On Friday morning, parents and relatives crowded the school grounds, desperate for information. Njuki Nthimba arrived at seven in the morning looking for his niece. By ten o'clock, three hours later, he had nothing. Officers divided the parents into three groups: those whose children had been arrested in connection with the fire, those whose children had died, and those who did not yet know where their children were. Nthimba handed over his niece's name and waited. Samuel Githua came searching for his sister. "I don't know where my sister is," he told the BBC. "We've been told some children are in hospital, some in the mortuary. Our mother died when we were young, so I have taken care of her like a father and mother. She has been my child." Security around the school tightened as crowds grew, demanding answers and accountability.

This was not Kenya's first such catastrophe. Two years earlier, at least twenty-one people had died in a dormitory fire in central Kenya. The pattern was familiar: boarding schools where disgruntled students—angry about discipline and living conditions—had been accused of setting fires. Others had been accidents. But whether deliberate or not, the casualties mounted because of the same failures: dormitories packed beyond capacity, exits locked or blocked, windows sealed shut, safety guidelines ignored. Each fire revealed the same negligence. Each time, families were left searching through hospital wards and mortuaries for children who should have been safe in school.

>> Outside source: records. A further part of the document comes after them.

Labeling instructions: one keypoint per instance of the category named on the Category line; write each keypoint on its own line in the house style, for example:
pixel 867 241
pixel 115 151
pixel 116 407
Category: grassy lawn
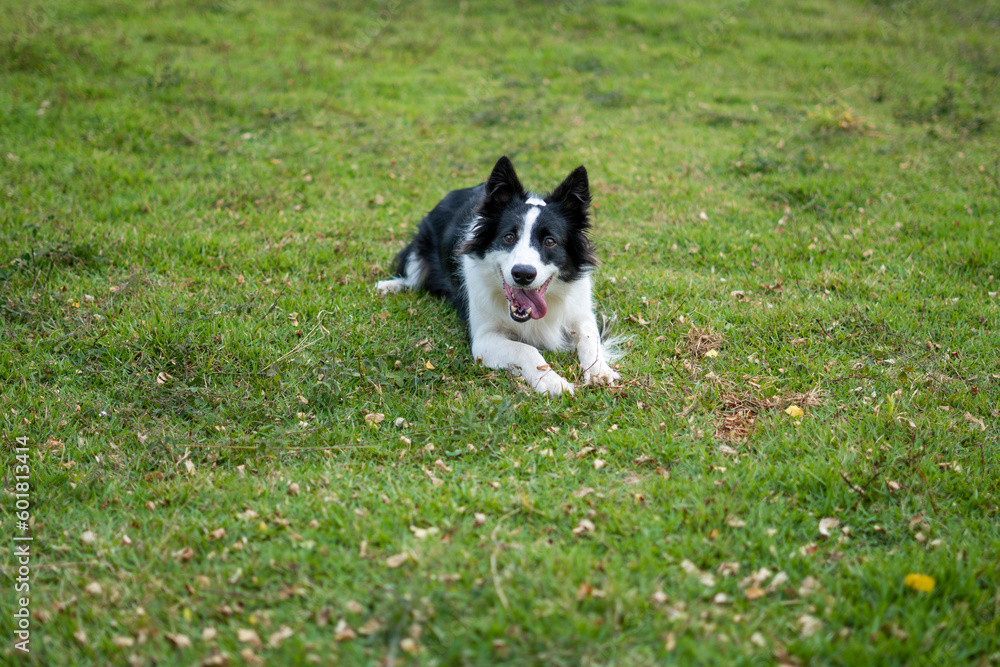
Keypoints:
pixel 240 455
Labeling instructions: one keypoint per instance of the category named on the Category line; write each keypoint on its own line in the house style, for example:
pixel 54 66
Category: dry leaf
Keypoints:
pixel 728 568
pixel 779 580
pixel 421 533
pixel 248 636
pixel 810 625
pixel 283 633
pixel 809 586
pixel 827 525
pixel 975 422
pixel 396 561
pixel 343 632
pixel 371 627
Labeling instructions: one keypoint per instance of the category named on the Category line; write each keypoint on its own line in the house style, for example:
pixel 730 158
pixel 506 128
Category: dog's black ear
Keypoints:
pixel 574 193
pixel 503 184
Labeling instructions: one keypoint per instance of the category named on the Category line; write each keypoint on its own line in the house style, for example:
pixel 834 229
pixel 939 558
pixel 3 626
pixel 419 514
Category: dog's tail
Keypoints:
pixel 613 343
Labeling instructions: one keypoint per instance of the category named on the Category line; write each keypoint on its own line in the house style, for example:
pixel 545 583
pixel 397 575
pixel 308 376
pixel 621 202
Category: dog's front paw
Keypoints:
pixel 600 373
pixel 551 383
pixel 392 286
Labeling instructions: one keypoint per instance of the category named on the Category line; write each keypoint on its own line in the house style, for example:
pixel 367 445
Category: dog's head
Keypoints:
pixel 531 240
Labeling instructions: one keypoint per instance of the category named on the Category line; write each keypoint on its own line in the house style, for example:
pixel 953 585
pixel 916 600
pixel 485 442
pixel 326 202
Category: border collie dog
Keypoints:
pixel 516 266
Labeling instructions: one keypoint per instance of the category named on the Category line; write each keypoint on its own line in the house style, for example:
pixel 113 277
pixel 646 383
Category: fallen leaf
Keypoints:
pixel 810 625
pixel 421 533
pixel 975 422
pixel 343 632
pixel 398 560
pixel 248 636
pixel 809 586
pixel 276 638
pixel 920 582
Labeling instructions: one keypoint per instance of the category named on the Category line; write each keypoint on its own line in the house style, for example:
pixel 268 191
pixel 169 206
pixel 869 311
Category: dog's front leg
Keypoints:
pixel 592 355
pixel 498 351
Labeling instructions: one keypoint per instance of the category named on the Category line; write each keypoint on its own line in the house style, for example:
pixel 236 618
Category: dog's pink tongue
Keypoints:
pixel 535 298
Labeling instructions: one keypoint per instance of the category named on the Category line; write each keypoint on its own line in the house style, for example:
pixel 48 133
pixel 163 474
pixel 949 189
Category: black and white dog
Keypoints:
pixel 517 268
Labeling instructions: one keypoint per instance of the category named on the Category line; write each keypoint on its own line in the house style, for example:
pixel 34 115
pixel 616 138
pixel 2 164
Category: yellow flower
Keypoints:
pixel 920 582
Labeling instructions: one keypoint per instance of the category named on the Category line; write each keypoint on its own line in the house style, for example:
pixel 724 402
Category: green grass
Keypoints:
pixel 196 199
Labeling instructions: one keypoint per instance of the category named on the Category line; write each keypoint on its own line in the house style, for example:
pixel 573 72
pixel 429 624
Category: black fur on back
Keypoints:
pixel 499 203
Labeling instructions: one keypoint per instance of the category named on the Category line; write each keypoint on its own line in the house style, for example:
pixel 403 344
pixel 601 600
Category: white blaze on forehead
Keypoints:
pixel 523 253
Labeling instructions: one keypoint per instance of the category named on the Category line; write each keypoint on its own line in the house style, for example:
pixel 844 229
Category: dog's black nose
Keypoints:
pixel 523 274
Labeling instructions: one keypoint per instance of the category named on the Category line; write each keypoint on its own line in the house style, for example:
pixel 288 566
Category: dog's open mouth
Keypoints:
pixel 526 304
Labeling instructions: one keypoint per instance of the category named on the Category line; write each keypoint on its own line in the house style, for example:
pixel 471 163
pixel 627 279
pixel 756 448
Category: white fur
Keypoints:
pixel 523 253
pixel 569 323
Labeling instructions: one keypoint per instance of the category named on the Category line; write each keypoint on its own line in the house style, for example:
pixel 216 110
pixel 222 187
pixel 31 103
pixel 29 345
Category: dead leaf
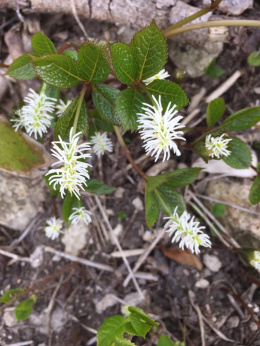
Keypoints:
pixel 182 256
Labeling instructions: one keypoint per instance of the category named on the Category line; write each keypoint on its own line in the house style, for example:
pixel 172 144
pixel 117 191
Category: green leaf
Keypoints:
pixel 124 62
pixel 93 61
pixel 16 153
pixel 254 58
pixel 243 119
pixel 169 198
pixel 98 188
pixel 113 327
pixel 66 121
pixel 218 209
pixel 164 341
pixel 169 91
pixel 240 157
pixel 104 97
pixel 215 110
pixel 128 103
pixel 70 202
pixel 254 194
pixel 42 44
pixel 24 309
pixel 151 51
pixel 213 71
pixel 22 68
pixel 72 54
pixel 178 178
pixel 58 70
pixel 151 208
pixel 8 295
pixel 122 342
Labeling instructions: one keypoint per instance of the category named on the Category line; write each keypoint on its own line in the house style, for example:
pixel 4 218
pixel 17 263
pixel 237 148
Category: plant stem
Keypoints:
pixel 214 23
pixel 81 98
pixel 196 15
pixel 127 154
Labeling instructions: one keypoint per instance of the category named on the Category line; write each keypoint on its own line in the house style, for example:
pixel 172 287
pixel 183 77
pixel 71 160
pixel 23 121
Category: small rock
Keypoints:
pixel 212 262
pixel 202 283
pixel 106 302
pixel 233 322
pixel 138 204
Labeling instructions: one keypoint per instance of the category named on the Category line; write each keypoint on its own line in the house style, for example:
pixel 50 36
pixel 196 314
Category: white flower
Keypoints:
pixel 187 231
pixel 54 228
pixel 159 130
pixel 62 106
pixel 80 214
pixel 101 143
pixel 74 172
pixel 160 75
pixel 35 116
pixel 217 145
pixel 255 261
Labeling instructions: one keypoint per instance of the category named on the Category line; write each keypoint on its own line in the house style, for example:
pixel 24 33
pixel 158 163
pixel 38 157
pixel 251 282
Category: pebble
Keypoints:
pixel 212 262
pixel 202 283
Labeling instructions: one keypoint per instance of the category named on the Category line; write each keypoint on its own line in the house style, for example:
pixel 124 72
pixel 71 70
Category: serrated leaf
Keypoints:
pixel 243 119
pixel 113 327
pixel 254 194
pixel 169 198
pixel 66 121
pixel 240 157
pixel 151 50
pixel 16 153
pixel 72 54
pixel 254 58
pixel 151 208
pixel 129 103
pixel 178 178
pixel 8 295
pixel 22 68
pixel 58 70
pixel 104 97
pixel 169 91
pixel 164 341
pixel 215 110
pixel 93 61
pixel 212 70
pixel 42 44
pixel 124 62
pixel 70 202
pixel 218 209
pixel 98 188
pixel 24 309
pixel 142 315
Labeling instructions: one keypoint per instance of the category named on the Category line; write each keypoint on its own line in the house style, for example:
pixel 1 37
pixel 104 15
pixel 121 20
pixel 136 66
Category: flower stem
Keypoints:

I arrived at the school at 07:00 and three hours later I don't have any information. Some officers came from the school and asked the parents to group themselves in three groups.
— Njuki Nthimba, searching for his niece
Our mother died when we were young, so I have taken care of her like a father and mother. She has been my child.
— Samuel Githua, searching for his sister
A Conversa do Hearth Outra perspectiva sobre a história
Inventor

Why would students at their own school set a fire that killed their classmates?

Model

That's the question investigators are working through now. The arrests suggest suspicion, but the motive isn't yet clear. What we know is that eight students were identified through interviews and camera footage. Whether this was deliberate arson or something that spiraled out of control—that's still being determined.

Inventor

The minister dissolved the board and blamed the headteacher. Does that actually change anything for the students still there?

Model

It signals accountability, at least in theory. But the real issue is structural. Dormitories packed with 135 bunk beds, locked exit doors—these aren't accidents. They're choices made by people who either didn't care or didn't know the risk. Firing leadership matters less than fixing the buildings.

Inventor

Seventy-nine injured, and only seven needed to be transferred to Nairobi. Does that mean most injuries were minor?

Model

Some were. But others jumped from the first floor to escape. Those aren't minor injuries—they're survival injuries. The fact that most were treated and discharged quickly might mean the hospital handled them well, or it might mean people were sent home before they were truly ready. We don't know.

Inventor

You mentioned this happened two years ago too. Why does Kenya keep having these fires?

Model

Because the conditions that cause them haven't changed. Overcrowded dormitories, locked exits, no accountability until after people die. And because in boarding schools, when students are angry—about food, discipline, conditions—fire becomes a weapon they can reach. Until schools are actually safe, and until students have real ways to voice complaints, this pattern will repeat.

Inventor

What happens to the eight arrested students now?

Model

They're being questioned. If they're charged, they'll face trial. But the larger question is whether anyone above them—the headteacher, the board, the ministry officials who approved these conditions—will face consequences too. Right now, the focus is on the students. That might be where the real responsibility lies, or it might be a way of avoiding harder questions about institutional failure.